En septembre, il n’y a pas de projet de service écrit, pas de cahier des charges, rien qui offre les contours d’un projet. C’est très déstabilisant pour l’équipe qui a assisté aux réunions, car elle a l’impression qu’on ne parle jamais de l’essentiel, des personnes, et de comment on continue de les accompagner… Je suis très inquiète sur les délais. J’ai du mal à imaginer qu’on puisse en si peu de temps écrire un projet. Il y a eu beaucoup de temps perdu.

Nous concentrons notre énergie aujourd’hui à annoncer la situation aux personnes que l’on accompagne. Nous suivons des personnes extrêmement fragiles pour lesquelles le GAPS est un pilier, et qui vivent la situation comme un effondrement dans leur vie.

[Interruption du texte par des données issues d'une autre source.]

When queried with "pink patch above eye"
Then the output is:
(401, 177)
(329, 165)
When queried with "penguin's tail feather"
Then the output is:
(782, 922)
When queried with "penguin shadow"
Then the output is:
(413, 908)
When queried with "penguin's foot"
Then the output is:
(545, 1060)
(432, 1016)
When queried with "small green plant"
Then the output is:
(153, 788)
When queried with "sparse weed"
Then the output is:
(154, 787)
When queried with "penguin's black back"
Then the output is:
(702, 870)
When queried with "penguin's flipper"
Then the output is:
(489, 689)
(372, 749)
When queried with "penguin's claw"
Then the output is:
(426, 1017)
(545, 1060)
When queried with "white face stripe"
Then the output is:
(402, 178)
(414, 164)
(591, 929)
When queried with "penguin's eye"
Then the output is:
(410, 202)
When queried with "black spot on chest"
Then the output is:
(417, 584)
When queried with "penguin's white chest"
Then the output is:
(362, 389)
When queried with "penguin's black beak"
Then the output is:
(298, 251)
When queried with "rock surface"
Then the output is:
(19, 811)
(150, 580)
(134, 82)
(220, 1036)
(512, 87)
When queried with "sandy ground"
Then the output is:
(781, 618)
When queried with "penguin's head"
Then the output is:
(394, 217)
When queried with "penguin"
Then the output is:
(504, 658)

T. : Lorsque le GAPS aura disparu, que vont devenir les personnes suivies par l’association ?

G.M. : Nous réalisons des fiches d’orientation pour chaque personne accompagnée, à la fois sur la question sociale, sur la question santé, sur la question de la régularisation… pour qu’elles puissent avoir tous les éléments avec elles si elles doivent se présenter à un nouveau professionnel, pour que ça facilite leur accompagnement. Mais ça veut dire qu’il faut déjà qu’elles aillent vers un nouveau professionnel. Beaucoup de patients nous ont déjà fait part de leur réticence à « recommencer ». Beaucoup également nous ont dit qu’ils n’avaient pas envie d’aller « dans » l’hôpital. Les personnes que nous accompagnons sont fragilisées pour diverses raisons, et c’est parce qu’elles sont fragilisées qu’elles viennent vers nous. Il y a des personnes qui trouvent tout à fait leur place dans ce qui est proposé par le droit commun. Nous accompagnons les autres, nous les mettons en piste pour qu’à un moment donné, si elles le peuvent, elles deviennent autonomes dans leur parcours.

Nous personnalisons l’accompagnement, et nous savons depuis le début que le CHU ne pourra pas le faire. Je trouve ça extrêmement inquiétant, pour les personnes qu’on accompagne avant tout, mais ils ont également démembré une équipe qui avait une très grande expertise et qui fonctionnait bien. Tout le monde est extrêmement affecté par le fait que ça s’arrête. C’est vraiment un énorme gâchis.